Each week during the college football season, Mel Kiper and Todd McShay kick off the week by settling a debate, and then look at emerging NFL prospects and peek ahead to next week.
Mel Kiper: It has been 693 days since Ohio State lost a football game. They've been discounted by the polls as a true threat to either Alabama or Florida State in large part because of the questions about competition, and by an extension of that, the degree with which they dominate that competition.
But there's a point where you have to step back and consider the significance of what it means to just never lose football games, especially when it's so common to see really good teams beaten on the road in conference. Ask Stanford; ask Oregon; ask Florida State last year; ask Alabama last year; ask Baylor this week.
And when Urban Meyer takes issue with the BCS, instead of pointing out the flaws in his team, you may want to put yourself in his shoes. He's in a major conference, he keeps winning games in mostly dominating fashion, and yet he's essentially left to defend his team. What do you have to defend about never losing, and beating opponents by 30-plus points on average? Well, plenty, it seems. And while I have Florida State and Alabama just ahead of Ohio State right now in terms of where I'd rank them, there are a few reasons OSU has legit beef with being left out of all the title projections so far:
1. They've dealt with some adversity in terms of personnel. Carlos Hyde was out at the beginning of the season.

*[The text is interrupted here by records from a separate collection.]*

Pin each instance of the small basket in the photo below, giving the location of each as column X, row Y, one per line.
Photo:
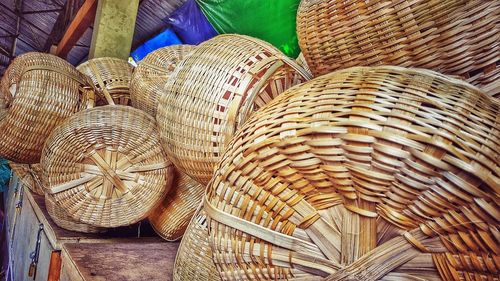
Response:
column 213, row 91
column 105, row 167
column 368, row 173
column 171, row 218
column 151, row 73
column 111, row 77
column 453, row 37
column 43, row 91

Braxton Miller missed time, and even when he came back, he was clearly limited. If you saw Miller play at Northwestern -- a game critics will point to as a night where OSU wasn't dominant enough -- it's clear you weren't seeing him at 100 percent. Meyer probably feels his team is just starting to reach its potential.
2. The defense is young and could get better. The Buckeyes have gotten big contributions from true freshman Joey Bosa, sophomore linemen Noah Spence and Adolphus Washington, sophomore LB Joshua Perry and even freshman DB Tyvis Powell. Defense had been an issue earlier this season, something you could expect after losing seven starters from last season, but it's a unit that has gotten better, and I'm sure Meyer would relish the chance to work with them for another month-plus to see where they could be by the time they played a Bama or FSU.

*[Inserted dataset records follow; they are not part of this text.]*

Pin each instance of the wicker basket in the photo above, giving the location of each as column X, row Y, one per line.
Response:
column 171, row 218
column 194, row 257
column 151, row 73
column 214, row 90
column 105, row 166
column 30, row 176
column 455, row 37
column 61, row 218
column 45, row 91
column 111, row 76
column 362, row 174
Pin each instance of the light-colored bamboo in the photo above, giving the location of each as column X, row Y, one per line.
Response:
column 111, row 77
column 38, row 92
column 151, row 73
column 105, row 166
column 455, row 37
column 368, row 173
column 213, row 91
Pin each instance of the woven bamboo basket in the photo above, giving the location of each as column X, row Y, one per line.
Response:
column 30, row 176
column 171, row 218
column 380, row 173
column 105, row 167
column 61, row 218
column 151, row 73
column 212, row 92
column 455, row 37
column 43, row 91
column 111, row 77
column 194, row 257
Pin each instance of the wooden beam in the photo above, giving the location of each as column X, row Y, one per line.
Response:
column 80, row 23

3. Strength of schedule isn't something you can completely control. How could OSU have assumed the Big Ten would do them no favors at all? When you play in a good conference, with a conference title game at the end, going out of your way to schedule out of conference wouldn't seem necessary. OSU has been unlucky with Cal being so bad, Penn State being down and now with Michigan clearly in a tailspin. We like to knock schedules, but when you play in the Big Ten, it's pretty hard to assume you'd have so few opportunities to show off against good competition.
I'm not saying Ohio State is clearly at the same level of FSU or Bama right now. But it's hard to blame them for wanting a shot to prove it. After all, the last time they were big underdogs in a BCS title game, they won it.